Judicial Attitudes and the facts of the case

Harold Spaeth

Harold Spaeth expands upon the influence of attitudes on judical behavior. He defines his core idea, the attitude, as a relatively enduring “interrelated set of beliefs about an object or situation. For social action to occur, at least two interacting attitudes, one concerning the attitude object and the other concerning the attitude situation must occur ([Spaeth, 1972], 65).” Objects are considered the “direct and indirect parties to the suit; situations are the dominant legal issue in the case ([Segal and Spaeth, 2002], 91).”

Spaeth and Peterson 1971

In practice, Spaeth and Peterson organize the Court’s decisions into individual sets of cases on basis of the “attitude situation.” “Attitude objects” then interact with “attitude situations.” The theory assumes that sets of these cases that form around similar objects and situations will correlate with one another to form issue areas (e.g., criminal procedure, First Amendment freedoms, judicial power, federalism) in which an interrelated set of attitudes – that is, a value – will explain the justices’ behavior (eg. Freedom, equality, national supremacy, libertarianism) [Spaeth and Peterson, 1971]

Goals

Rohde and Spaeth 1976

Building onto this psychological model, David Rhode and Harold Spaethe provide the explanation the structural systems which permits Justices to engage in attitudinal behavior. Influenced by the application of rational choice theory to politics they bounded attitudinal behavior to goals, rules, and situations.

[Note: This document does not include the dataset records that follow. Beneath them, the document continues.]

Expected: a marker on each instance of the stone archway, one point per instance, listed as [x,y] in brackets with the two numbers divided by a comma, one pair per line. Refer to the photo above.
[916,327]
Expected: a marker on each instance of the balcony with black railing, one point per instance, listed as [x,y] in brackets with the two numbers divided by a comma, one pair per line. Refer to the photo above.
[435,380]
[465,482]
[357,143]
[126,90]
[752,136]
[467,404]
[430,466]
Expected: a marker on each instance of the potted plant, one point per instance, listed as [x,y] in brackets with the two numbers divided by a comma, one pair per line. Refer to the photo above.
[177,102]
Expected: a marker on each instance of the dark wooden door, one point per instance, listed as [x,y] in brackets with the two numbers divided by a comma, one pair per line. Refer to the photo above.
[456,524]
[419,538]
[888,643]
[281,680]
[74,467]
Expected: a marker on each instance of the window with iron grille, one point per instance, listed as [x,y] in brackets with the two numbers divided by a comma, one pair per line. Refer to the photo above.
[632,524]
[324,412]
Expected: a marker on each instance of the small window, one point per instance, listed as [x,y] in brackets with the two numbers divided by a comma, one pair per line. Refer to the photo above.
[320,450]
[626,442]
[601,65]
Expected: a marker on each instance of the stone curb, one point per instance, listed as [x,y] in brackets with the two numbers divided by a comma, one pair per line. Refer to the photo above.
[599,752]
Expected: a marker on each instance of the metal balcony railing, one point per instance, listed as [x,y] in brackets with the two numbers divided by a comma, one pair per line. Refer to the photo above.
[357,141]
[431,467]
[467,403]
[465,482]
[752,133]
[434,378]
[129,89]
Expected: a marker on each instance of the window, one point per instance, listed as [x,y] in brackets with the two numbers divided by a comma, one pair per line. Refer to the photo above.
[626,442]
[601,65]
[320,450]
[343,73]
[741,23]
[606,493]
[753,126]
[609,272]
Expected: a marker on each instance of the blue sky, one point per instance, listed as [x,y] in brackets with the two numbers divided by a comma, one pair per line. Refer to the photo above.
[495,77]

Goals, to Rohde and Spaeth mean that “actors in political situations are outcome oriented; when they choose among a number of alternatives, they pick the alternative that they perceive will yield them the greatest net benefit in terms of their goals [Rohde and Spaeth, 1976]

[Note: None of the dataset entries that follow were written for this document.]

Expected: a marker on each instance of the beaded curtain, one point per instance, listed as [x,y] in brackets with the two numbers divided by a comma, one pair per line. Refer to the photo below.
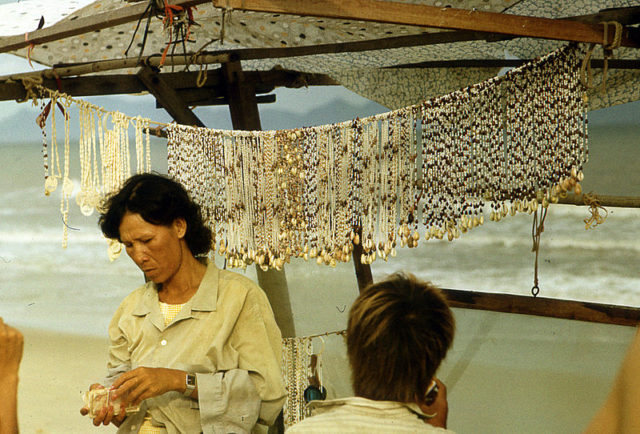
[506,145]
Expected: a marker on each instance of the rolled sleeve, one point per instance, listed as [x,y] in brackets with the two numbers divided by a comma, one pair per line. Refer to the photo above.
[229,402]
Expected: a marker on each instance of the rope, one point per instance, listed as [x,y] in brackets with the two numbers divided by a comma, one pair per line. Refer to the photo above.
[536,230]
[30,84]
[591,200]
[586,74]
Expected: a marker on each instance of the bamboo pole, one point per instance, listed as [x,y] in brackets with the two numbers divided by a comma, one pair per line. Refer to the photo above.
[112,64]
[437,17]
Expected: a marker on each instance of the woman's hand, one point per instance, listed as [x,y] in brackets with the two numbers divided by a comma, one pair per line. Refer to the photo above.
[106,415]
[135,386]
[11,347]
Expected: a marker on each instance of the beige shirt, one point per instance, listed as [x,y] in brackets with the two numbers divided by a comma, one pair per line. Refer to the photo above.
[226,334]
[361,415]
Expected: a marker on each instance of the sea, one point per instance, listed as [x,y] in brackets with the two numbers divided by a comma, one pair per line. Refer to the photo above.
[76,289]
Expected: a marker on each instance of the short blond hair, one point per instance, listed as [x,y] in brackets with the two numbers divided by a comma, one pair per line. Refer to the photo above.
[399,331]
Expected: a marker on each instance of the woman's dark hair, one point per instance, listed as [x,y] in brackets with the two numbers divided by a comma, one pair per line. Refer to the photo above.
[160,201]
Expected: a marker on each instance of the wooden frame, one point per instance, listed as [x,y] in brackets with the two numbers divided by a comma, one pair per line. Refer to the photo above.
[436,17]
[540,306]
[363,10]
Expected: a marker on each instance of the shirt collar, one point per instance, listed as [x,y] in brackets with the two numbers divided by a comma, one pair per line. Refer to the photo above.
[204,300]
[358,401]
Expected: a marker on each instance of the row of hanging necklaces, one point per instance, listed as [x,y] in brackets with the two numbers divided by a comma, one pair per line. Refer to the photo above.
[512,143]
[104,153]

The primary goals of Supreme Court justices in the decision-making process are policy goals. Each member of the Court has preferences concerning the policy questions faced by the Court, and when the justices make decisions they want the outcomes to approximate as nearly as possible those policy preferences ([Rohde and Spaeth, 1976], 72).”

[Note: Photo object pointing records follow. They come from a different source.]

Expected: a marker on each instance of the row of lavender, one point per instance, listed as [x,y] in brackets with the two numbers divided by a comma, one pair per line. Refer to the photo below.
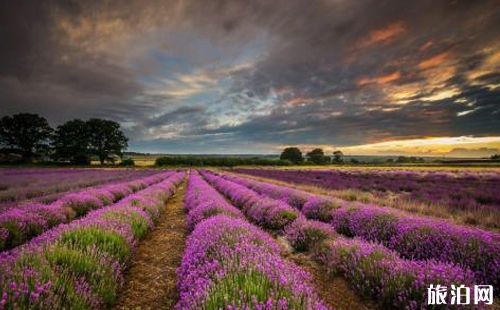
[80,265]
[44,185]
[19,224]
[372,268]
[462,190]
[413,237]
[230,264]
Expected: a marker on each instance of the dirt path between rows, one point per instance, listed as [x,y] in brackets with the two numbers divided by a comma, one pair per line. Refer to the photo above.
[334,291]
[151,281]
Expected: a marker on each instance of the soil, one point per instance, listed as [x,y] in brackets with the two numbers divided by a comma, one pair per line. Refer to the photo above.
[334,291]
[151,280]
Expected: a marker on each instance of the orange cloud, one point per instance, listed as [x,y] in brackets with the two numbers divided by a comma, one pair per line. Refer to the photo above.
[299,100]
[381,79]
[426,45]
[433,61]
[383,34]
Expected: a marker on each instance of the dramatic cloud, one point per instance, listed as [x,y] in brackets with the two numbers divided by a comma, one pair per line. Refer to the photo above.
[252,76]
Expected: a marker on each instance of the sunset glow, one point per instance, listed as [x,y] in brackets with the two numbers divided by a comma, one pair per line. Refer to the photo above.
[234,77]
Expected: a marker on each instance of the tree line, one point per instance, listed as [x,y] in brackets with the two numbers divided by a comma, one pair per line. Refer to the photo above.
[77,141]
[316,156]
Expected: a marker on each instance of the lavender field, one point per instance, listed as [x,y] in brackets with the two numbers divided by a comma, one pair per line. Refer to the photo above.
[466,196]
[241,243]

In order for the justices to acquire their goals they must play by the rules of the game, “the various formal and informal rules and norms within the framework of which decisions are made. As such, they specify which types of actions are permissible and which are impermissible, the circumstances and conditions under which choice may be exercised, and the manner of choosing ([Rohde and Spaeth, 1976], 71).”